Reference: McCallen, L., Yazdani, N., Pai, G., Bloom, J., Chajet, L., & Fine, M. (2023). How a community engagement model of near-peer counseling impacts student mentors’ college outcomes. Journal of Higher Education Outreach and Engagement, 27(2).

Summarized by Ellen Parry Luff

About the Study:

Many racial and socioeconomic disparities persist within the current postsecondary education system. In response, mentoring is frequently utilized to try and improve these gaps. However, there is still little work looking at the impact mentoring has on mentors’ college success. To address this, the current study examines the College Access: Research and Action (CARA) program located at the City University of New York (CUNY) which provides culturally responsive training to college students while also utilizing a near-peer mentoring model to allow said students to transmit their social and cultural capital to high school and community college students. This study looks at the impacts of this program on the mentors’ college outcomes in relation to a comparison group and aims to examine whether these effects may differ for subgroups of students, specifically Black, Latinx, and low-income students, who have a higher risk of poor college outcomes.

Key Findings:

  • CARA near-peer mentors were, overall, 1.94 times more likely to persist in college than the comparison group. In particular, Black and Latinx participants were 2.09 times more likely, and participants who were Pell/TAP recipients were 1.78 times more likely to persist.
  • Since the study findings were consistent with work showing that students with higher social and cultural capital are more likely to persist in college,  the authors suggest that working as a near-peer mentor can increase these forms of capital.
  • The authors argue that the results show a double impact of near-peer mentoring.
    • Firstly, by providing opportunities for community engagement through the institutional setting, near-peer mentoring creates opportunities for young people to have a say in solutions meant to address unequal college access and achievement within their communities.
    • Secondly, near-peer mentoring can potentially promote social and cultural capital in mentors which can aid them in successfully navigating the college process, while simultaneously sharing these resources with their near-peers.
  • It is argued that the combining of the mentors’ roles as protective agents (offering emotional support in the face of social marginalization) and institutional agents (transmitting specialized knowledge) contributed to the mentors in CARA being able to have authentic mentoring relationships that the authors believe are central to the positive effects seen on mentors.

Implications for Mentoring:

The findings in this study underscore how near-peer mentoring can not only have positive impacts on mentees but can also increase college success for mentors. In particular, the results show how community engagement models can increase aspirational, navigational, and oppositional forms of cultural capital in ways that can serve as assets to both underserved students and higher education institutions.

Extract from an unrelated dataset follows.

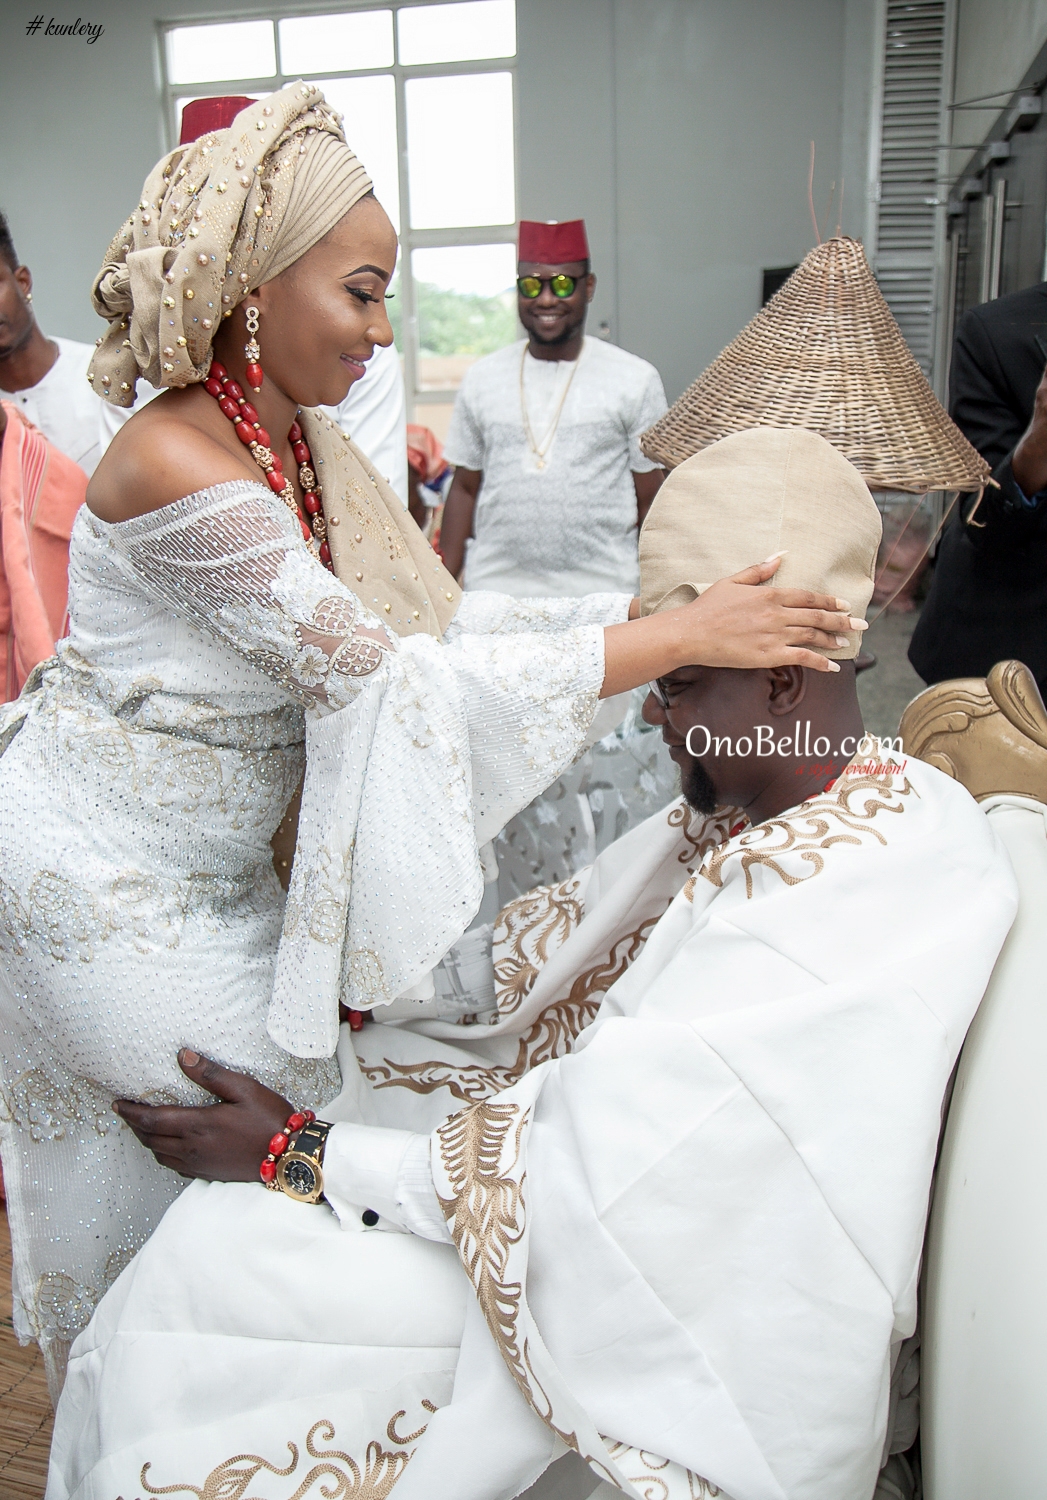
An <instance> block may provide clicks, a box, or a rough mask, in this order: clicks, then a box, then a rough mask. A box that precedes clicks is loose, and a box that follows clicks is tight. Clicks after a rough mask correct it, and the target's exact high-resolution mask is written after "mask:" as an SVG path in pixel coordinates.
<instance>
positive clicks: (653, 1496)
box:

The authors argue that the double impact of near-peer mentoring described above can serve as a compelling case for the investment into the creation of near-peer mentoring programs via campus-community partnerships at both the secondary and postsecondary education levels. Future areas of research suggested included further examination of the effects of near-peer mentoring via qualitative data and examining later college outcomes of near-peer mentors. Overall, these findings lend support to the inclusion of underrepresented students in the creation and implementation of program interventions as, using the example of near-peer mentoring, doing so may increase positive outcomes for both the community and student mentors.